Meat Intake, Cooking Methods, Doneness Preferences and Risk of Gastric Adenocarcinoma in the MCC-Spain Study
Round 1
Reviewer 1 Report
The aim of this study is to evaluate in the MCC-Spain multicontrol study the role of meat intake in the incidence of adenocarcinoma of the stomach.
The authors also assessed the cancer risk correlated with meat type, cooking methods and cooking preferences, overall and by histological subtypes and anatomical sub-sites.
The data are interesting and well presented. The study has good potential but there are shortcomings that prevent its publication in this form.
1. The data is very old, dating from 2008 - 2023. The authors have already published the data in another paper: https://link.springer.com/article/10.1007/s10120-017-0774-x
2. There are many plagiarised parts that should be corrected - - see attached file.
3. What biochemical aspects are involved in the tumour pathogenesis of red meat consumption and stomach cancer?
4. What is the role of fibre in the prevention of this type of cancer?
5. Preventive effect of the Mediterranean diet and negative effect of diets based on meat consumption (e.g. ketogenic).
Comments for author File: Comments.pdf
Author Response
Reviewer 1. Comments and Suggestions for Authors
The aim of this study is to evaluate in the MCC-Spain multicontrol study the role of meat intake in the incidence of adenocarcinoma of the stomach.
The authors also assessed the cancer risk correlated with meat type, cooking methods and cooking preferences, overall and by histological subtypes and anatomical sub-sites.
The data are interesting and well presented. The study has good potential but there are shortcomings that prevent its publication in this form.

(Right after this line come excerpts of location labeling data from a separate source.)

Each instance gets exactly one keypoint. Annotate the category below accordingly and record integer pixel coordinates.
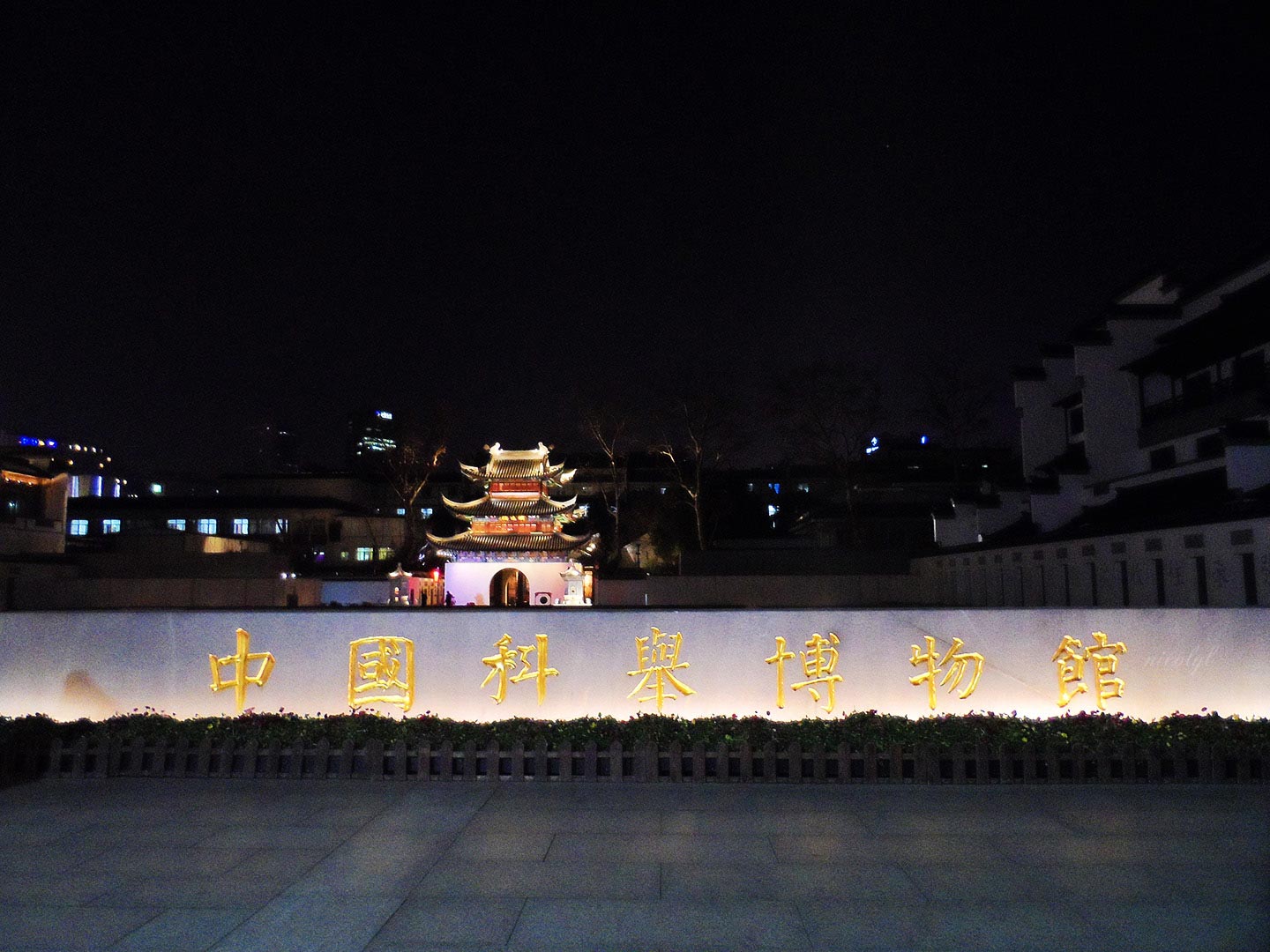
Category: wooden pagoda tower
(514, 548)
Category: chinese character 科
(240, 659)
(660, 660)
(1071, 658)
(779, 659)
(954, 674)
(818, 664)
(376, 674)
(502, 666)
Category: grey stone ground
(352, 865)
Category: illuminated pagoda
(514, 551)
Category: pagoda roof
(496, 505)
(510, 542)
(517, 465)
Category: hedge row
(859, 729)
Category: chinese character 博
(818, 664)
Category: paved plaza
(343, 866)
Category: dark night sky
(249, 212)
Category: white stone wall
(469, 582)
(1058, 574)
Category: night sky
(253, 213)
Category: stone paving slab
(362, 866)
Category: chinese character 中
(240, 659)
(1071, 658)
(502, 666)
(818, 664)
(954, 674)
(660, 660)
(376, 674)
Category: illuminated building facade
(1146, 441)
(514, 551)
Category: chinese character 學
(240, 659)
(818, 664)
(660, 660)
(1071, 658)
(376, 674)
(954, 674)
(502, 666)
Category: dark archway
(510, 589)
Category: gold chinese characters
(955, 673)
(1071, 658)
(502, 666)
(381, 672)
(819, 663)
(240, 659)
(660, 660)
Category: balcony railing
(1203, 409)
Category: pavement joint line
(519, 913)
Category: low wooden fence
(649, 764)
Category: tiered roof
(516, 517)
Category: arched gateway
(514, 551)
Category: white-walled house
(1146, 441)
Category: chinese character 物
(954, 674)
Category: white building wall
(1042, 429)
(1059, 574)
(469, 582)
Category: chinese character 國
(955, 674)
(502, 666)
(240, 659)
(1071, 658)
(658, 658)
(381, 672)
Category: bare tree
(609, 428)
(958, 403)
(830, 414)
(407, 469)
(700, 437)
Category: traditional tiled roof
(494, 505)
(508, 542)
(517, 465)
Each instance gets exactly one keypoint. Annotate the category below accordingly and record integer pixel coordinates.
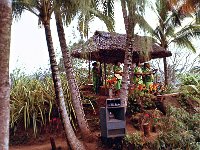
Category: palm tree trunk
(71, 137)
(76, 98)
(128, 56)
(5, 30)
(165, 71)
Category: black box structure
(112, 119)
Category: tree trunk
(76, 98)
(128, 56)
(165, 71)
(5, 30)
(71, 137)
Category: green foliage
(32, 98)
(134, 139)
(190, 87)
(180, 130)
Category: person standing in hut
(148, 77)
(96, 77)
(118, 74)
(137, 78)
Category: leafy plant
(134, 139)
(31, 101)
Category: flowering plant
(111, 82)
(147, 118)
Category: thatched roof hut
(110, 47)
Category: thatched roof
(110, 47)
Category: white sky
(28, 44)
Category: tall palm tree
(5, 30)
(170, 29)
(67, 9)
(75, 94)
(132, 16)
(43, 9)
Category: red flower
(147, 115)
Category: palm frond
(108, 8)
(190, 31)
(184, 42)
(106, 19)
(143, 23)
(19, 6)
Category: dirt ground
(96, 144)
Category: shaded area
(110, 47)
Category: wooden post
(89, 68)
(146, 128)
(105, 75)
(53, 144)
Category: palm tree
(43, 10)
(170, 30)
(5, 30)
(90, 10)
(132, 16)
(76, 99)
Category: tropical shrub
(32, 99)
(180, 130)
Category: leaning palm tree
(43, 9)
(66, 9)
(170, 29)
(132, 16)
(5, 30)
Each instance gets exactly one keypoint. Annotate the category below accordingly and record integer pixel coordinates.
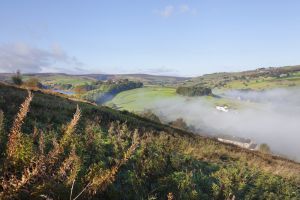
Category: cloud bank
(273, 117)
(171, 10)
(31, 59)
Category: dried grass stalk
(15, 132)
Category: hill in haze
(55, 149)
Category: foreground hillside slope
(55, 154)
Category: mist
(271, 117)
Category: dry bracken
(15, 133)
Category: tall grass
(15, 134)
(60, 164)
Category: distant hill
(261, 78)
(93, 153)
(61, 78)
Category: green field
(138, 99)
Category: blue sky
(169, 37)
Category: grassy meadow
(56, 148)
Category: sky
(165, 37)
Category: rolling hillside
(95, 157)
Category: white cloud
(32, 59)
(167, 11)
(184, 8)
(171, 10)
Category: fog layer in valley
(273, 117)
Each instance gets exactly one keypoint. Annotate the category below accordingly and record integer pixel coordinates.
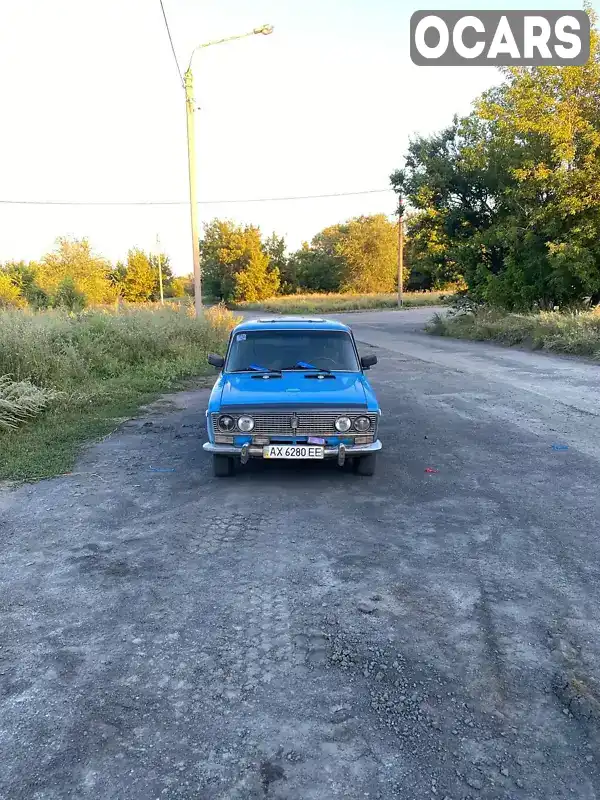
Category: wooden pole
(400, 254)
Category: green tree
(275, 247)
(140, 283)
(359, 255)
(167, 275)
(368, 248)
(235, 265)
(509, 196)
(74, 258)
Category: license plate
(292, 451)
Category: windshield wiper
(258, 368)
(306, 365)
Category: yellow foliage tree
(74, 258)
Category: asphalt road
(300, 632)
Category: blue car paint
(251, 390)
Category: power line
(171, 40)
(185, 202)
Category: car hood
(293, 389)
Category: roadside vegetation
(329, 303)
(575, 333)
(67, 378)
(506, 199)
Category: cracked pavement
(300, 632)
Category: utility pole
(400, 252)
(162, 297)
(189, 109)
(188, 84)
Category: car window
(332, 350)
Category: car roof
(292, 323)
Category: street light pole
(189, 112)
(162, 294)
(400, 253)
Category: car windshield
(292, 349)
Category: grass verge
(569, 333)
(98, 369)
(328, 303)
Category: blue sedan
(292, 389)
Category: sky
(93, 111)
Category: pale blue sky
(92, 110)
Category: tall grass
(330, 303)
(575, 333)
(64, 351)
(81, 372)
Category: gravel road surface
(299, 632)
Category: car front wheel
(365, 465)
(222, 466)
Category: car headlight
(362, 424)
(226, 423)
(343, 424)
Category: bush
(20, 400)
(575, 333)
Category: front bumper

- The data is very old, dating from 2008 - 2023. The authors have already published the data in another paper: https://link.springer.com/article/10.1007/s10120-017-0774-x
As the reviewer affirm, the recruitment of the MCC-Spain project was carried out between September 2008 and December 2013. The protocol of the project was followed in 23 hospitals from 12 Spanish provinces, constituting the largest population-based multicase-control study developed in Spain until that moment. This large study was intended to evaluate the influence of environmental exposures and their interaction with genetic factors in five of the most common tumours in Spain (prostate, female breast, colorectal, gastric cancer and chronic lymphocytic leukaemia).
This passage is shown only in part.